Вот почему, принимаясь за эту книжку, я несколько дней затратил на то, чтобы разыскать блокнот, сослуживший мне добрую службу в работе над романом «Солдаты».
Одно время мне даже казалось, что блокнот погиб. Я совсем уже было уверился в печальном обстоятельстве и начал будоражить память, чтобы она перенесла меня на двадцать лет назад, и в этот-то момент блокнот, будто сжалившись над хозяином, как бы сам собой, вынырнул откуда-то из груды старых, пожелтевших бумаг и лег предо мною во всем своем великолепии.
О, это воистину необыкновенная книжка! О ней я мог бы рассказать целую историю и убежден, что история эта не показалась бы скучной. Впрочем, так оно, пожалуй, и будет, потому что предлагаемые вниманию читателей документальные новеллы есть не что иное, как частично расшифрованная биография моего блокнота.
Для начала опишу его внешность — недаром же вырвалось у меня слово «великолепный». Толстый, защитного цвета ледериновый переплет, и на нем шрифтом, по-военному строгим и бескомпромиссным, начертаны слова, по которым никак уж нельзя было догадаться о том, что блокнот принадлежит журналисту. Вот они, эти слова:
«ГЕНЕРАЛЬНЫЙ ШТАБ РКК.
ВРЕМЕННОЕ
НАСТАВЛЕНИЕ
ПО ПОЛЕВОЙ СЛУЖБЕ
ВОЙСКОВЫХ ШТАБОВ»
В самом низу:
«Фрунзе. Киргизгосиздат. 1941»
Вот в какой надежный панцирь было заключено мое сокровище. Оно напоминало хлопчатобумажную обмундировку, хотя и бывшую в изрядном употреблении, но хорошо сохранившуюся и приберегаемую впрок рачительным старшиной. Само наставление, разумеется, было выдрано, и на его место вшито триста чистых листков газетной бумаги. С этого-то блокнота, собственно, и началась моя профессиональная журналистская деятельность.
Записи в блокноте, естественно, короткие. Немногое могли бы рассказать они стороннему человеку, которому вздумалось бы полистать блокнот. Но для автора — очень многое. Ведь эти торопливо, впопыхах брошенные два-три слова и есть тот самый толчок, который заставляет бешено работать память и воскрешать тот или иной эпизод в полном его и неповторимом объеме.
Посмотрим же, как преображались эти записи, когда на помощь их автору спешила память. Будут они приводиться далеко не все, но для удобства возьмем их так, как если бы шли они одна за другой.
Итак…
«День 5-го июля — на батарее Савченко. Остался один командир и несколько бойцов… Политотдел. Саша Крупецков и Валя Тихвинский.

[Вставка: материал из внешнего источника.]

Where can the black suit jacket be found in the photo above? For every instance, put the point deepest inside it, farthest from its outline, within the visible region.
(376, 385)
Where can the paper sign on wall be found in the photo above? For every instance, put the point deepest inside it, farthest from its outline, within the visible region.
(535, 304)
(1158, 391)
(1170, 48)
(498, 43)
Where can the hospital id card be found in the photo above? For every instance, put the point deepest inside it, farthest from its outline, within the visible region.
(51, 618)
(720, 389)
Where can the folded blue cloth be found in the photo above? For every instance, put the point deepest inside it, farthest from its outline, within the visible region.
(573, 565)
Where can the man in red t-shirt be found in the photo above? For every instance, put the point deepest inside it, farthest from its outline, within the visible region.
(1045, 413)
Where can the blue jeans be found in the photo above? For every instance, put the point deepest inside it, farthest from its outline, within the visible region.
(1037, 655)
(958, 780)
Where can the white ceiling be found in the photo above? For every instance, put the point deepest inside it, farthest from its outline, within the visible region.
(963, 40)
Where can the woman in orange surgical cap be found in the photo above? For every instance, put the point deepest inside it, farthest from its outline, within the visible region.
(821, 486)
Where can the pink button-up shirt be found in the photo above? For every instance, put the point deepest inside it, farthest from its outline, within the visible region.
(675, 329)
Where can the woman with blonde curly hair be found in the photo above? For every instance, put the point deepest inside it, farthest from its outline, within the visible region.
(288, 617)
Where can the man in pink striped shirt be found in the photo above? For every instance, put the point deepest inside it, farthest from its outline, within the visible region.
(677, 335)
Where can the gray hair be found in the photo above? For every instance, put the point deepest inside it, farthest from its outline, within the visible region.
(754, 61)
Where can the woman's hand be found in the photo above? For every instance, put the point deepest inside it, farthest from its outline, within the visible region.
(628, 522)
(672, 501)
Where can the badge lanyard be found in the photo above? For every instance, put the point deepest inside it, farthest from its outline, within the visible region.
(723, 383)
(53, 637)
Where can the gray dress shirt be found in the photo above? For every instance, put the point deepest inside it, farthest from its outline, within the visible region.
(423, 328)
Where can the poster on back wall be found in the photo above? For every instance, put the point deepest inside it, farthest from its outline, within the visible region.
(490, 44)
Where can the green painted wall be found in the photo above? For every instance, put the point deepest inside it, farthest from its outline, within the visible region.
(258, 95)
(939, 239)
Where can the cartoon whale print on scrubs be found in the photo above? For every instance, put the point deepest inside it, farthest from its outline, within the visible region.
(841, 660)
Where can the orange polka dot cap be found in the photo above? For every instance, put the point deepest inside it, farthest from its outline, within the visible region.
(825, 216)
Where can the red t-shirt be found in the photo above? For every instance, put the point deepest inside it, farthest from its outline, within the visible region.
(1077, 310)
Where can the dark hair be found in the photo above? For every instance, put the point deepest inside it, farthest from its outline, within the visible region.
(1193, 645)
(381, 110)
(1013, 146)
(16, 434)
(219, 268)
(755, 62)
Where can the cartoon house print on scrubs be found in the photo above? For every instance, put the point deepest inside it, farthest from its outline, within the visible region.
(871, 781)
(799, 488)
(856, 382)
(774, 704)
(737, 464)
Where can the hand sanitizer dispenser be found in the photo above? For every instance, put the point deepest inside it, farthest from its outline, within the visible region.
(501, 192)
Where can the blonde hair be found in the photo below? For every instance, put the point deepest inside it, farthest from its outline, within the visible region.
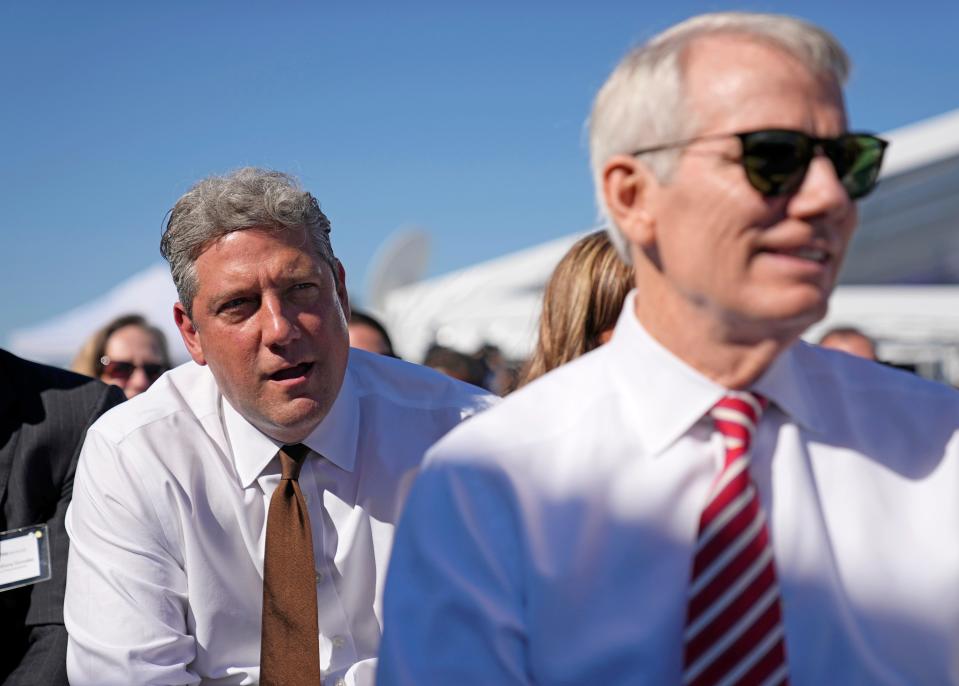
(583, 298)
(642, 103)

Пометки на комсомольских билетах. Тяжело. Ночь. Гудит и трещит, будто рядом.
В ночь с 5-го на 6 июля 1943 г.»
Четвертого июля в политотделе дивизии было совещание. Полковник Денисов вел себя вроде бы обычно: слегка журил, менее чем слегка похваливал немногих счастливцев. «Нагоняя» было явно больше — это «для порядку», как любил говаривать начподив. Особенно доставалось инструктору-информатору капитану Новикову. А мы-то знали, что Денисов его любил. Не обошел он и нас своей «милостью». Дивизионку — не помню, за какую уж там промашку, — обозвал обидными словами «Агентство ГАВАС», намекая, видимо, на то, что где-то и в чем-то мы чуток соврали, — бывало и такое, если учесть, в каких условиях приходилось фронтовому журналисту собирать материал. Под конец совещания приказал всем работникам политотдела отправиться в полки и подразделения. Не уточнил — для чего, но все поняли: назавтра ожидается что-то очень важное. Голос Денисова стал строже, фразы короче. Для нас это был многозначительный знак. Гораздо позже нам стало известно, что уже второго июля из Ставки Верховного Главнокомандования пришла телеграмма, в которой наши войска предупреждались о том, что ожидается немецкое наступление между третьим и шестым июля.